Monday, January 9, 2012

Aha! Insight into (at least) why we don't try to learn at times

Clip art: Clker
One of the real achievements of recent research in cognitive psychology has been to demonstrate the importance of both "Eureka! moments" and systematic forgetting of moments which are not. What the research by (summarized by from Science Daily) contributes is evidence that children come to understand new words not so much gradually by repeated exposure as they do by insightful events. The precise meaning may be adjusted or expanded by later events and attempts at usage but the basic meaning, once caught in a clear, unambiguous context is well-established.

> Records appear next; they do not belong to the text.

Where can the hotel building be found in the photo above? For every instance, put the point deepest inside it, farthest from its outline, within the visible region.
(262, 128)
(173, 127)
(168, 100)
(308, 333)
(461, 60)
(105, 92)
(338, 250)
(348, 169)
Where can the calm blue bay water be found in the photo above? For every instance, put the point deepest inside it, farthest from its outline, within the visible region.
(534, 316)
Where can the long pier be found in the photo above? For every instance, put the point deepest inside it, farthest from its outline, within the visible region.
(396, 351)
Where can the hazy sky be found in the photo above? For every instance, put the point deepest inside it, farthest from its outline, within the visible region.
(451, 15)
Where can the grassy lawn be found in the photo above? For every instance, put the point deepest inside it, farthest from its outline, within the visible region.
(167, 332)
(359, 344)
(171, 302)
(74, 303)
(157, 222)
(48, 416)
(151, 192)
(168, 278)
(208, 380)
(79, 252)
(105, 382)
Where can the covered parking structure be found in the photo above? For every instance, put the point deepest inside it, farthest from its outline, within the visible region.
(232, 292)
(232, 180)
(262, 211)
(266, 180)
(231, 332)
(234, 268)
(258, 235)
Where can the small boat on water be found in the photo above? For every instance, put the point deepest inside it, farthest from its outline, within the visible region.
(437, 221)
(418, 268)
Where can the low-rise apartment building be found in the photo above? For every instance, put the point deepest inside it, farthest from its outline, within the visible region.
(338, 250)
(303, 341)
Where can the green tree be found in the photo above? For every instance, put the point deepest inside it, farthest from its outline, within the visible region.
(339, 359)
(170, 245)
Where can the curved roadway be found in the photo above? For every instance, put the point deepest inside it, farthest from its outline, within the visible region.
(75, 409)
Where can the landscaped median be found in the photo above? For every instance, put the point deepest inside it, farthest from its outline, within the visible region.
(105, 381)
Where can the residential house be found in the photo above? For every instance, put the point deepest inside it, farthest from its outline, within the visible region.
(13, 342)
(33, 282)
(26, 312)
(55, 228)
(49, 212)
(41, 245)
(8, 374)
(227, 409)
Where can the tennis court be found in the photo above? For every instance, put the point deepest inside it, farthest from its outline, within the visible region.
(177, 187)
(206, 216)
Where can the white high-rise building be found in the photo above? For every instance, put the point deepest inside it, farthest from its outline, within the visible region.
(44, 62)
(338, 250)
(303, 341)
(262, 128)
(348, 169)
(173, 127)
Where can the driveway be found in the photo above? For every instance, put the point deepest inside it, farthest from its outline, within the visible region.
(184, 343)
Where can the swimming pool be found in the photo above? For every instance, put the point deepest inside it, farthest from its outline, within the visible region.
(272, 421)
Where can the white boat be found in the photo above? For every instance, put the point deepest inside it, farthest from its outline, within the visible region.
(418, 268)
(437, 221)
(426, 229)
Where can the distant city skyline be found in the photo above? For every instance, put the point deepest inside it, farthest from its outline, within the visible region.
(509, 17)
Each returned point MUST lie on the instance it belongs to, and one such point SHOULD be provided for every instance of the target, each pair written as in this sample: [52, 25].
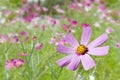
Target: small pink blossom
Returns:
[23, 54]
[38, 46]
[109, 30]
[117, 45]
[14, 63]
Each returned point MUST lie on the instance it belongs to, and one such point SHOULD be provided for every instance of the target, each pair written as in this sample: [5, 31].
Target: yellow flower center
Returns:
[81, 50]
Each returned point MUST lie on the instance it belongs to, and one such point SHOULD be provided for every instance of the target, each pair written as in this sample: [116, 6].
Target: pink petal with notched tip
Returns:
[64, 61]
[87, 62]
[86, 34]
[74, 63]
[71, 40]
[65, 50]
[99, 41]
[99, 51]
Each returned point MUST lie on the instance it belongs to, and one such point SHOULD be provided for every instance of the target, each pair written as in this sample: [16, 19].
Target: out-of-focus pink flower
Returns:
[44, 9]
[109, 30]
[14, 63]
[53, 22]
[85, 25]
[58, 9]
[72, 6]
[4, 38]
[43, 27]
[38, 46]
[24, 34]
[66, 27]
[34, 38]
[9, 64]
[117, 45]
[97, 24]
[15, 40]
[56, 39]
[23, 54]
[18, 62]
[74, 23]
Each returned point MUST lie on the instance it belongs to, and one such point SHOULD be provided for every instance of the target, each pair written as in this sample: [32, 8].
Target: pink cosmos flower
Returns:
[81, 52]
[38, 46]
[109, 30]
[14, 63]
[9, 64]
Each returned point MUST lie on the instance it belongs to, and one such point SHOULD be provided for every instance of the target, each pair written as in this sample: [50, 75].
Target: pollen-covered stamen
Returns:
[81, 50]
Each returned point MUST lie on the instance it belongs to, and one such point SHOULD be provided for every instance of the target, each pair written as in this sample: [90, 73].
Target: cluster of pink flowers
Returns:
[14, 63]
[29, 11]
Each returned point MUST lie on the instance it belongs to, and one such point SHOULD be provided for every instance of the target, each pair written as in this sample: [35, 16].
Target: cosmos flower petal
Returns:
[74, 63]
[99, 51]
[86, 34]
[99, 41]
[87, 62]
[64, 49]
[64, 61]
[71, 40]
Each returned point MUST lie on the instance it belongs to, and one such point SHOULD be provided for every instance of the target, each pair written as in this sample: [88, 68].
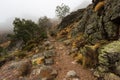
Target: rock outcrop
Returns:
[100, 26]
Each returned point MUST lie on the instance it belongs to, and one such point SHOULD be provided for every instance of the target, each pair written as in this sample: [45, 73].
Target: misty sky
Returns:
[33, 8]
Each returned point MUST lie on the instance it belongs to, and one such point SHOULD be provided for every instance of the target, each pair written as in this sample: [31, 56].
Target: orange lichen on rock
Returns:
[99, 6]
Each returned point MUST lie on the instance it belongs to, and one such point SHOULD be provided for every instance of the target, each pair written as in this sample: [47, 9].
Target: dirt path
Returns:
[64, 64]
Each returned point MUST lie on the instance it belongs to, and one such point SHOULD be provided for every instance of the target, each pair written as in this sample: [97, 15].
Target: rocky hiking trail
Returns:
[63, 64]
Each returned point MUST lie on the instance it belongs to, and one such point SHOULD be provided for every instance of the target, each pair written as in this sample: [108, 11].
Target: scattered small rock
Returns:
[49, 53]
[49, 61]
[71, 73]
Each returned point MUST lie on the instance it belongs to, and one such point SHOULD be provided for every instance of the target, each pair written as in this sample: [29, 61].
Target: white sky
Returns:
[33, 8]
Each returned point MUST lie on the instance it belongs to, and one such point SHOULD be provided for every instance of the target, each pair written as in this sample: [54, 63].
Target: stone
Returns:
[67, 42]
[109, 56]
[47, 43]
[48, 73]
[111, 76]
[71, 74]
[49, 61]
[49, 53]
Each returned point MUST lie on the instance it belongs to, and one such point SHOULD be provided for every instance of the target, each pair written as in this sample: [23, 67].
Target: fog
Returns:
[32, 9]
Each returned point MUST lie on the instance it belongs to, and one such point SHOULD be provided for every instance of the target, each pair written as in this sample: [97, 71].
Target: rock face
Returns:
[109, 57]
[95, 27]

That is a much closer parallel to how adults learn than once thought and accords very closely with one of the central claims of cognitive phonology, that such insights into the structure of the sound system have great potential payoff. Just as the demand for "Eureka!-like" explanations holds, in our work so does the corresponding requirement for "sticky haptic" and emotionally engaging anchoring in the process of setting up integration of new sounds into spontaneous speech.

Clip art: Clker
In HICP/EHIEP it is critical in the practicing of target sounds that there be as little clutter and "body-less" repetition and drill as possible. However, given this research, it may be that doing a few random activities and meaningless drill isn't all that ultimately distracting or counterproductive anyway. A waste of time, perhaps, but the good news is that the brain appears to be wonderfully designed to ignore what it doesn't need now or yet--and most of the rest of the lesson as well for that matter, just waiting on your next "Aha!" Having a class that loves you and the lesson, has learned to anticipate your little gems and is amazingly patient goes only so far, however. Anchor away, eh!